While still in the same spot, this lovely, little parrot suddenly landed right in front of me. The RAW data says 4.49 metres, so it was pretty close for a lens that has a 35-mm film equivalent of 800 mms!
Red-rumped Parrot, female


I wasn't really sure what it was at first but, of course, it is a female Red-rumped Parrot, which some people call Grass Parrot, because of their habit of grazing on grass.


Red-rumped Parrot, female, portrait


These parrots are usually seen in pairs but, as I was concentrating on this female, I hadn't yet seen the male. However, when they took off and landed in a tree much farther from me, I saw them both and here they are.......
Red-rumped Parrot, female


Red-rumped Parrot, male



Both these shots ^ are huge crops from the originals, so they are nothing to write home about. However, at least we can see the actual red feathers from which their common name is derived. The male Red-rumped Parrot is one of the prettiest birds I've seen.

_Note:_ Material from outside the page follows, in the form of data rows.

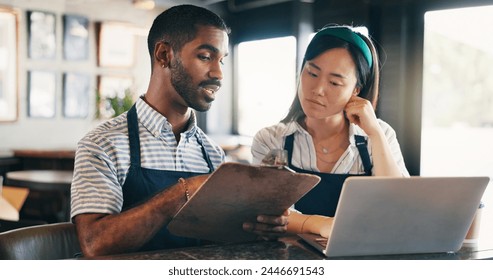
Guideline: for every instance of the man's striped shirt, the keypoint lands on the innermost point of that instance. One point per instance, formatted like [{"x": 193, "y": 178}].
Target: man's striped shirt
[{"x": 103, "y": 158}]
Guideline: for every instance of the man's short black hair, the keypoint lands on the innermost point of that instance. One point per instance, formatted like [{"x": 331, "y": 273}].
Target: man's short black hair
[{"x": 178, "y": 26}]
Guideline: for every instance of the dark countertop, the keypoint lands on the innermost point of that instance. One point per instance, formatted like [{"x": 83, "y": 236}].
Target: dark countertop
[{"x": 290, "y": 248}]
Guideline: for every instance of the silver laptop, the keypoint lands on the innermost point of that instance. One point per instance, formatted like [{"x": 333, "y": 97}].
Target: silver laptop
[{"x": 386, "y": 216}]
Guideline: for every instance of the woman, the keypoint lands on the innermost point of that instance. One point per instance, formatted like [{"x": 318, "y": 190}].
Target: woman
[{"x": 331, "y": 129}]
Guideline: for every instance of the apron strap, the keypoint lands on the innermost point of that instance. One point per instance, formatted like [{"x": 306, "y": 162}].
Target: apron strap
[
  {"x": 361, "y": 144},
  {"x": 133, "y": 136},
  {"x": 204, "y": 152}
]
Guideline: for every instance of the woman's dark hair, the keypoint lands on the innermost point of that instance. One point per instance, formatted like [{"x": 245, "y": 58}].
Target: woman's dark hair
[
  {"x": 367, "y": 77},
  {"x": 178, "y": 26}
]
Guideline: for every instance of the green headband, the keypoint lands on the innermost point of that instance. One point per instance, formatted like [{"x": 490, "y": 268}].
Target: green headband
[{"x": 348, "y": 35}]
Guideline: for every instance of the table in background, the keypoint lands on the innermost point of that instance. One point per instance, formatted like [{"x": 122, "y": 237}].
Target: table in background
[{"x": 45, "y": 183}]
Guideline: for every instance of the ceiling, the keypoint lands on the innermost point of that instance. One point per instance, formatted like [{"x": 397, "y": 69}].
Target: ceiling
[{"x": 233, "y": 5}]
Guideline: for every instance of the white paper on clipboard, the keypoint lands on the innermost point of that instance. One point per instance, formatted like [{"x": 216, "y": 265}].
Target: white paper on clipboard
[{"x": 236, "y": 193}]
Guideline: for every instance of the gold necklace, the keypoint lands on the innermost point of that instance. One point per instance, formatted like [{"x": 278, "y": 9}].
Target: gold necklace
[{"x": 325, "y": 161}]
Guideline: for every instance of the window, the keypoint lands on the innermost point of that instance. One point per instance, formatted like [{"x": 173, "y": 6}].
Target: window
[
  {"x": 8, "y": 65},
  {"x": 457, "y": 119},
  {"x": 266, "y": 82}
]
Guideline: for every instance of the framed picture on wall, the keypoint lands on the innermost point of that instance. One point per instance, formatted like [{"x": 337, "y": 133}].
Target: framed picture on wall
[
  {"x": 76, "y": 92},
  {"x": 113, "y": 91},
  {"x": 75, "y": 37},
  {"x": 116, "y": 44},
  {"x": 8, "y": 66},
  {"x": 41, "y": 94},
  {"x": 41, "y": 29}
]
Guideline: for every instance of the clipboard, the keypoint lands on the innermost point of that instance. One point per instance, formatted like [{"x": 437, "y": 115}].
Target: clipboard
[{"x": 236, "y": 193}]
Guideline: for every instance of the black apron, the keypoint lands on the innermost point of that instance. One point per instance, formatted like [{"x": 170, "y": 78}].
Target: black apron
[
  {"x": 323, "y": 198},
  {"x": 142, "y": 183}
]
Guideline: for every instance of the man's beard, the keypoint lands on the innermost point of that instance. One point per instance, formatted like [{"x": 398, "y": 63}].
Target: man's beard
[{"x": 183, "y": 84}]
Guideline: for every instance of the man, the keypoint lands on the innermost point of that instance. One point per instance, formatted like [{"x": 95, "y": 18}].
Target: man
[{"x": 134, "y": 172}]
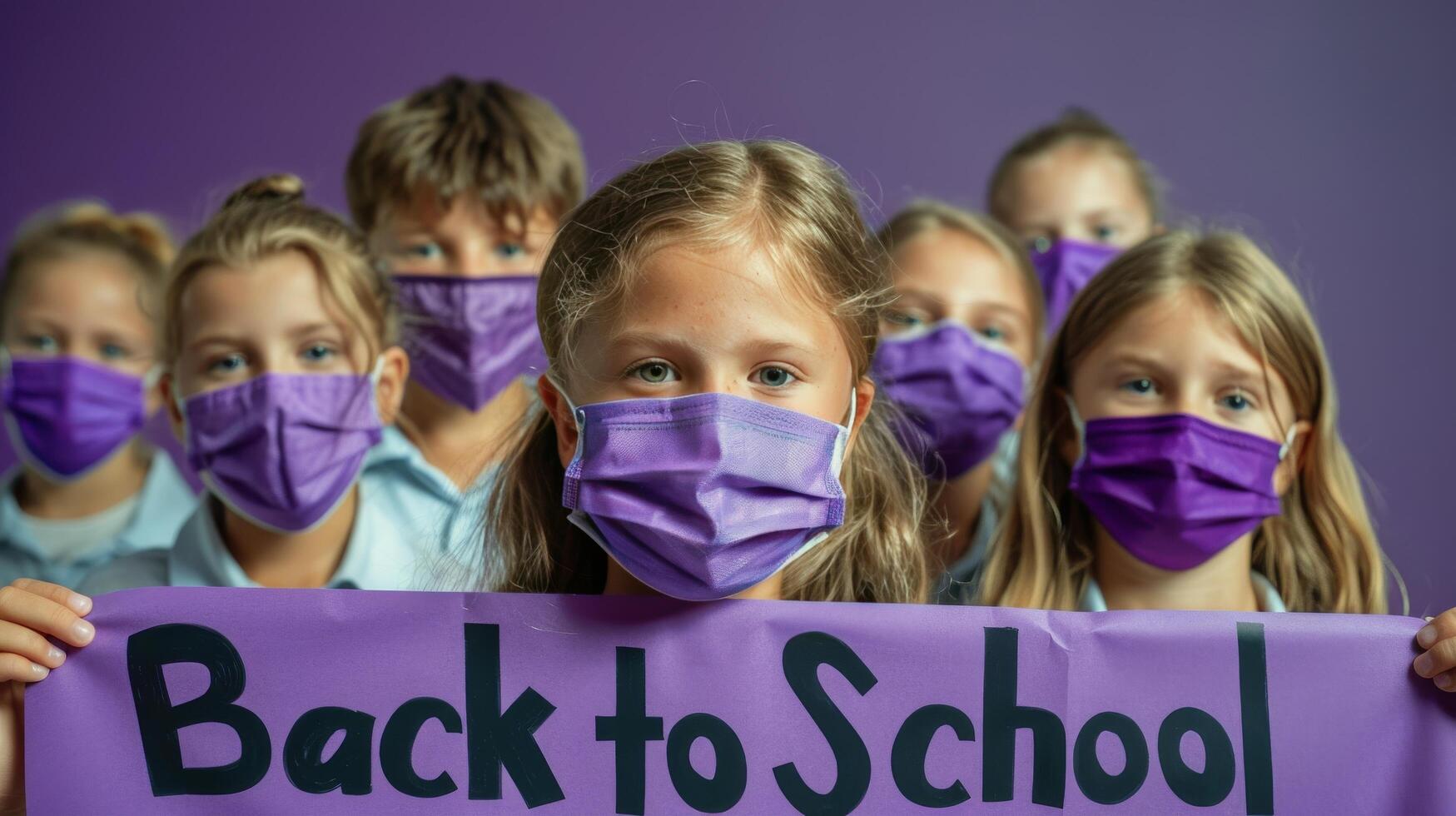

My last, brief foray with the big Sigma on the camera was to Lake Illawarra in Wollongong, N.S.W., on the coast south of Sydney. I was actually just killing time, waiting for a cousin to return home in a nearby suburb. It didn't work.

The only birds I managed to capture successfully at the lake were - surprise, surprise - waterbirds. There were several Australian Pelicans 'fishing' from this small landing on the western shore of the lake. All these were taken hand-held, as are most of my bird photos.
Australian Pelican


Australian Pelicans


Australian Pelican on Lake Illawarra

Australian Pelican, standing

This last shot was taken from approximately 25.7 metres away, according to the RAW data. It has been cropped very slightly top and bottom but not overall.

This was the last time I had the large Sigma 150-500 mm lens in my hand, before I headed north for a couple of weeks holiday on the Sunshine Coast in Queensland over Christmas and New Year. I will shortly prepare another post of the birds I photographed on that trip, though I made a HUGE goof by not taking the big Sigma lens with me!!!